Review: Girdle, Etcher, Bark: An Infernal Moudly Bread
5:13pm, 8th September 2003
Being stuck in ASCII poverty, I’m too embarrassed to write Godel, Escher, Bach in the title. Here are my thoughts on it.
This book will take you a long time to read. I’m not a particularly slow reader, but it took me about 3 weeks to get through this, whereas a similarly sized novel would take one at the most. My main problem was being unable to get past certain paragraphs: every so often the book will hit you with something so beautiful or profound that you just have to put it down and read around the subject. At one point I took a break to design my own language, but eventually backed down and when I realised you need serious linguistics grokkage for something like that. That doesn’t mean I’ve given up; the project is simply postponed. You can expect to be speaking it in about 40 years time. You have been warned.
Critics have spent the last twenty years praising this masterpiece, so there’s not much left for me to say. Of course it’s brilliant, inspiring, deep, funny, clever and creative. Everybody knows that.
At the beginning of this year, my favourite book was The Hitch Hikers Guide to the Galaxy. Now it’s in third place, with A Fire Upon the Deep and GEB jostling for first place.
Some reviewers mark this book down for the massive self-indulgence on the part of the author, but he’s just about smart enough to get away with it. One of the book’s major themes is self reference, after all.
Like most timeless works, GEB is a book about problems. It offers few answers, but the questions asked are deep, difficult, and interesting enough to spend a normal lifetime pondering. I suspect a good long ponder is as close to an answer as most of the questions will admit. Like economics, it’s seems that intelligence is a subject which nobody truly understands in the slightest.

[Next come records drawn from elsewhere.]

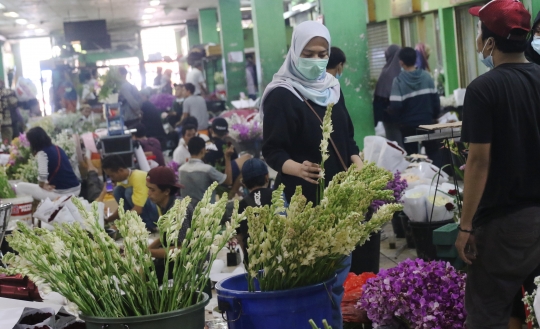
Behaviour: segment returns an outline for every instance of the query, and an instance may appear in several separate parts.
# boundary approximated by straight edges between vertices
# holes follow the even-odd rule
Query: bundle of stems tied
[[[222,229],[227,198],[210,203],[216,185],[195,208],[191,228],[181,243],[178,235],[190,199],[176,201],[159,219],[161,241],[169,250],[162,286],[148,250],[145,224],[135,212],[124,212],[122,203],[116,224],[124,237],[123,254],[99,226],[97,204],[88,213],[73,199],[85,228],[78,223],[57,225],[53,231],[19,225],[9,241],[19,254],[7,254],[3,261],[9,265],[8,272],[27,275],[44,292],[62,294],[84,315],[140,316],[189,307],[202,300],[199,292],[207,284],[209,264],[234,235],[238,223],[235,204],[231,222]],[[169,277],[171,266],[173,274]]]
[[[322,159],[328,159],[328,138],[332,132],[331,106],[323,120]],[[321,166],[324,170],[324,163]],[[248,208],[243,214],[249,226],[249,289],[285,290],[317,284],[330,279],[343,259],[358,245],[392,219],[400,204],[385,204],[365,220],[373,200],[394,200],[386,190],[392,173],[367,163],[362,169],[351,166],[334,176],[319,193],[314,206],[297,187],[288,208],[282,198],[283,186],[274,191],[272,205]],[[324,181],[320,182],[324,187]]]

GEB glosses over the question of superintelligence, offering the superintelligent comment that “superintelligence would be weird.”

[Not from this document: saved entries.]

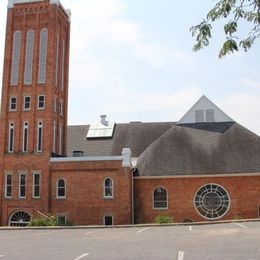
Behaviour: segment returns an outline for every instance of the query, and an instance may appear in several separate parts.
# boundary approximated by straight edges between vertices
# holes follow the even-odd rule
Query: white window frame
[[[63,116],[63,100],[60,100],[60,116]]]
[[[40,136],[40,129],[41,129],[41,136]],[[39,145],[41,142],[41,145]],[[37,153],[41,153],[43,151],[43,121],[38,121],[37,123],[37,144],[36,144],[36,151]]]
[[[62,61],[61,61],[61,91],[64,90],[64,71],[65,71],[65,41],[62,41]]]
[[[31,38],[30,38],[31,37]],[[34,30],[27,31],[26,34],[26,53],[24,63],[24,85],[32,84],[32,71],[33,71],[33,51],[34,51]]]
[[[56,153],[56,134],[57,134],[57,123],[56,121],[53,122],[53,137],[52,137],[52,151]]]
[[[156,189],[164,189],[166,191],[166,207],[155,207],[154,206],[154,203],[155,203],[155,200],[154,200],[154,192]],[[168,210],[168,205],[169,205],[169,201],[168,201],[168,191],[165,187],[163,186],[157,186],[153,189],[153,193],[152,193],[152,202],[153,202],[153,210]]]
[[[23,123],[23,143],[22,143],[22,152],[23,153],[28,152],[28,145],[29,145],[29,123],[28,123],[28,121],[25,121]]]
[[[24,184],[24,185],[21,184],[21,180],[22,180],[21,176],[22,176],[22,175],[25,176],[25,181],[24,181],[25,184]],[[27,178],[26,178],[26,177],[27,177],[27,176],[26,176],[26,173],[25,173],[25,172],[20,172],[20,173],[19,173],[19,194],[18,194],[18,195],[19,195],[19,196],[18,196],[19,199],[26,199],[26,181],[27,181]],[[22,188],[22,187],[24,187],[24,196],[21,196],[21,188]]]
[[[11,185],[7,184],[7,177],[8,176],[11,176]],[[10,196],[7,195],[8,187],[11,187],[11,195]],[[5,174],[5,198],[6,199],[11,199],[12,198],[12,193],[13,193],[13,174],[11,172],[7,172]]]
[[[58,102],[58,98],[57,98],[57,96],[54,96],[53,111],[55,113],[57,113],[57,102]]]
[[[11,140],[11,132],[12,132],[12,140]],[[15,124],[14,122],[9,122],[9,130],[8,130],[8,153],[14,152],[14,139],[15,139]],[[11,145],[12,142],[12,145]],[[12,149],[10,149],[12,146]]]
[[[43,97],[43,101],[40,101],[40,98]],[[38,95],[38,110],[44,110],[45,109],[45,95]],[[40,107],[40,103],[43,103],[43,107]]]
[[[60,49],[60,35],[57,33],[56,42],[56,64],[55,64],[55,86],[58,87],[58,75],[59,75],[59,49]]]
[[[30,99],[30,102],[26,102],[26,98],[29,98]],[[24,111],[29,111],[31,109],[31,96],[24,96],[23,97],[23,110]],[[29,108],[26,108],[25,105],[29,103]]]
[[[60,135],[59,154],[62,154],[62,146],[63,146],[63,129],[62,129],[62,125],[60,125],[59,135]]]
[[[63,180],[64,181],[64,196],[59,196],[59,181]],[[63,188],[63,187],[61,187]],[[57,199],[66,199],[66,194],[67,194],[67,183],[66,180],[64,178],[59,178],[56,181],[56,198]]]
[[[12,53],[12,67],[11,67],[11,86],[18,85],[19,82],[19,68],[20,68],[20,54],[21,54],[21,31],[15,31],[13,35],[13,53]]]
[[[65,223],[64,223],[64,224],[66,225],[66,223],[67,223],[67,216],[61,215],[61,214],[56,215],[57,224],[58,224],[58,226],[61,226],[61,225],[59,224],[59,218],[64,218],[64,219],[65,219]]]
[[[43,35],[46,32],[46,42]],[[46,84],[47,74],[47,56],[48,56],[48,29],[43,28],[40,33],[40,47],[39,47],[39,71],[38,84]]]
[[[36,184],[35,184],[35,176],[36,175],[39,175],[39,195],[38,196],[35,196],[35,187],[36,187]],[[40,172],[33,172],[33,187],[32,187],[32,194],[33,194],[33,198],[34,199],[39,199],[41,197],[41,173]]]
[[[106,195],[106,180],[111,180],[112,187],[110,187],[110,188],[111,188],[112,195]],[[111,178],[111,177],[107,177],[103,181],[103,198],[104,199],[113,199],[114,198],[114,181],[113,181],[113,178]]]
[[[15,99],[15,103],[12,102],[12,99]],[[12,105],[15,104],[15,108],[12,108]],[[11,96],[9,99],[9,111],[17,111],[17,97]]]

When online, people develop banner blindness, which filters out areas of the screen that 99.999% of the time contain useless information. Most books encourage a similar condition (or should it be an ability?): bibliography blindness. The endpages of your average book are just filler, adverts, or a pathetic attempt at a list of references. Soon you learn to just “stop reading when the text gets small”. GEB is (obviously) different. The bibliography is fully annotated and completes the book’s function as a pointer to fascinating things.
I suppose it’s not perfect - I read the 20th anniversary edition, which is just the exact original text along with an introduction. In some ways I hope he’s working on an expanded 25th anniversary edition. If you view the book as an object of literature - a singular “eternal golden braid” - then the book should rightly stay as it is, was, and always shall be. On the other hand, the book is immensely useful. It’s full of pointers to interesting topics, and revolves around an extremely intuitive explanation of Godel’s Incompleteness Theorem. There is a digression into the workings of “microcomputers” which is very late 70s, and from some of the chapters, a reader might be left thinking the AI scene is a thriving branch of computer science, instead of the unfunded dustbowl of a landscape it really is today. Since changing the text of the book would be like weaving a new thread into an already complete persian carpet, it would seem best to add a Post Scriptum to the end of each chapter, exactly as in Metamagical Themas. I would very much like to know Mr H’s thoughts 25 years down the line. Or maybe he really doesn’t want the page length to change from the perfect 777.
Tal Cohen has a notable review, and a page of nice book in-jokes from “otherwise serious books”. GEB mostly tells serious jokes.